Il giornale italiano ha affrontato l’argomento dei “bond a matrice solidale”, poiché si stima che questo tipo di obbligazioni abbia raggiunto, grazie alle emissioni dell’ultimo anno, la considerevole cifra di 300 milioni di euro. È significativo che il titolo dell’articolo sia “Social bond ad alto gradimento”. Il termine, infatti, è stato spinto da alcuni istituti di credito per creare immagine sulle proprie emissioni. Tuttavia, nella realtà, è un concetto che non esiste. E, soprattutto, assai diverso dai Social impact bond. Tanto che lo stesso articolo del Sole, nel testo, lo spiega: il “social bond all’italiana” non è altro che un’obbligazione che chiede di accettare rendimenti (in genere) bassi a chi la sottoscrive, e che prevede che una parte dell’incasso sia destinato dalla banca a fini sociali. Dunque, non è altro che fornire alla banca risorse (appunto, in media, a buon mercato) da destinare, ancora una volta, ad attività di erogazione.

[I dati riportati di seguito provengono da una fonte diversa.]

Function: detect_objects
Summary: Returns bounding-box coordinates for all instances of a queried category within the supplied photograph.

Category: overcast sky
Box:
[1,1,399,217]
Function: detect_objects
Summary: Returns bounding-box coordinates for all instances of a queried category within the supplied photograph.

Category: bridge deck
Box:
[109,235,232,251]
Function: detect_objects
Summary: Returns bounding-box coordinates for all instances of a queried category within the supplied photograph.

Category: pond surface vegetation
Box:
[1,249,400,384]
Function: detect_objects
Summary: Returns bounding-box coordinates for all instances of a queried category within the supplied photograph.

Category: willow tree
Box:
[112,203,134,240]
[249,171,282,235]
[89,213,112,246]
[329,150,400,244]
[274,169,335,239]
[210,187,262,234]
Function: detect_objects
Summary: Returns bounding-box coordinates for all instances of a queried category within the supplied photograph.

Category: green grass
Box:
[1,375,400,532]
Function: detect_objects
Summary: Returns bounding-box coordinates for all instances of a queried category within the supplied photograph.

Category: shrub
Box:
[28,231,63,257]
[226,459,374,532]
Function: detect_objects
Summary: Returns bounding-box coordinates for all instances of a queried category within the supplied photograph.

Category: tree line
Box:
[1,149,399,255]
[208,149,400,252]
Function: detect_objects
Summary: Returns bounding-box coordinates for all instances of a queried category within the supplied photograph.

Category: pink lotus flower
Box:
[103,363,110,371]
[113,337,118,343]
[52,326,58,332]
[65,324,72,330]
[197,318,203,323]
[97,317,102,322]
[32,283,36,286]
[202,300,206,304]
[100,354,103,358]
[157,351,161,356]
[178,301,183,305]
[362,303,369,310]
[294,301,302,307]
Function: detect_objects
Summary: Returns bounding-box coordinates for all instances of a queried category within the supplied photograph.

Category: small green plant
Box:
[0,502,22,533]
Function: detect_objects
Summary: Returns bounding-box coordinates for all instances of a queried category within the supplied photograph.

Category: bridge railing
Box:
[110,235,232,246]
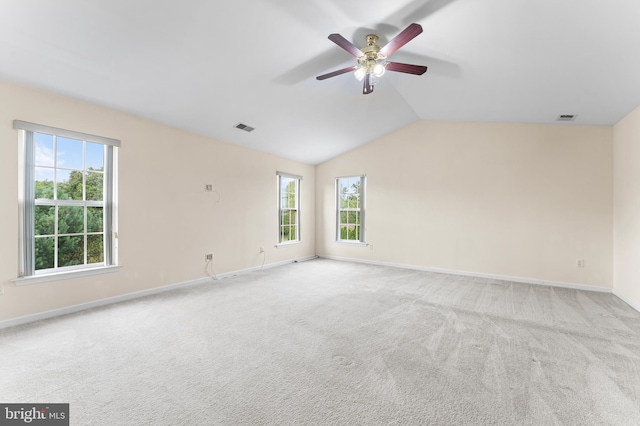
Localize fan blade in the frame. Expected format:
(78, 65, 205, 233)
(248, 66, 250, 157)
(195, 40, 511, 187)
(363, 74, 374, 94)
(328, 34, 362, 57)
(386, 62, 427, 75)
(316, 66, 358, 80)
(379, 23, 423, 57)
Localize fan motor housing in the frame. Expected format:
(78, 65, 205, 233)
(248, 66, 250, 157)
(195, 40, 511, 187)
(361, 34, 384, 62)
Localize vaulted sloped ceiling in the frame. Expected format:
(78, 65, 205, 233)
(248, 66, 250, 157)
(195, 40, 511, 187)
(1, 0, 639, 164)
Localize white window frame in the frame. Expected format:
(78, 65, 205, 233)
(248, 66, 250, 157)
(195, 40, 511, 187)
(336, 175, 366, 243)
(277, 171, 302, 245)
(14, 120, 119, 283)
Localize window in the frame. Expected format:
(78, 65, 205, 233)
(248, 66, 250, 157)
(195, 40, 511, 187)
(278, 172, 301, 244)
(14, 120, 119, 278)
(336, 175, 366, 243)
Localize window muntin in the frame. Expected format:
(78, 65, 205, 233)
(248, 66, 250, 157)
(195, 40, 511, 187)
(337, 175, 365, 243)
(278, 172, 301, 244)
(15, 121, 118, 277)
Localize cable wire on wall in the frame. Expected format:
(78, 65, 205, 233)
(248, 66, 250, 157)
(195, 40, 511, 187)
(206, 259, 219, 281)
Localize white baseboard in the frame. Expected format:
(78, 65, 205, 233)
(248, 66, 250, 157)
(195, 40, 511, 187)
(0, 277, 209, 330)
(613, 290, 640, 313)
(3, 255, 633, 329)
(212, 255, 318, 280)
(318, 255, 613, 294)
(0, 256, 317, 330)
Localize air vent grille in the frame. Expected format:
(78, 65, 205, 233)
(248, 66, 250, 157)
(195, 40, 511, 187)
(234, 123, 255, 132)
(556, 114, 576, 122)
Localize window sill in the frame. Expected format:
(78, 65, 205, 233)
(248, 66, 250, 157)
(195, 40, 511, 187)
(276, 241, 302, 248)
(335, 241, 368, 247)
(12, 265, 121, 286)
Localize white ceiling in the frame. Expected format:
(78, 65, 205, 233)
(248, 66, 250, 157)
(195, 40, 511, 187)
(1, 0, 639, 165)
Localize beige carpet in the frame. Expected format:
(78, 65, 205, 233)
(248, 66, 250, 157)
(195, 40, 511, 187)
(2, 259, 640, 425)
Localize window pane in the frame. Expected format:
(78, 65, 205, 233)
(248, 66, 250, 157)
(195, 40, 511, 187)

La sensazione è che, se si cercano davvero «formule inedite – si legge nel Manifesto per un’economia sociale, firmato a dicembre da 40 personalità impegnate tra finanza e terzo settore – quali ad esempio imprese sociali costituite ex novo come partnership societarie miste tra attori profit, non profit e pubblici», i messaggi debbano essere più decisi. Se la «formula inedita» porta a un’integrazione tra capitalismo e società, ovvero a formule di investimento impact, e non più a meccanismi di erogazione senza vincoli o impegni per chi riceve risorse, si cominci a chiamare le cose con il proprio nome.

E si propongano i primi veri social bond italiani.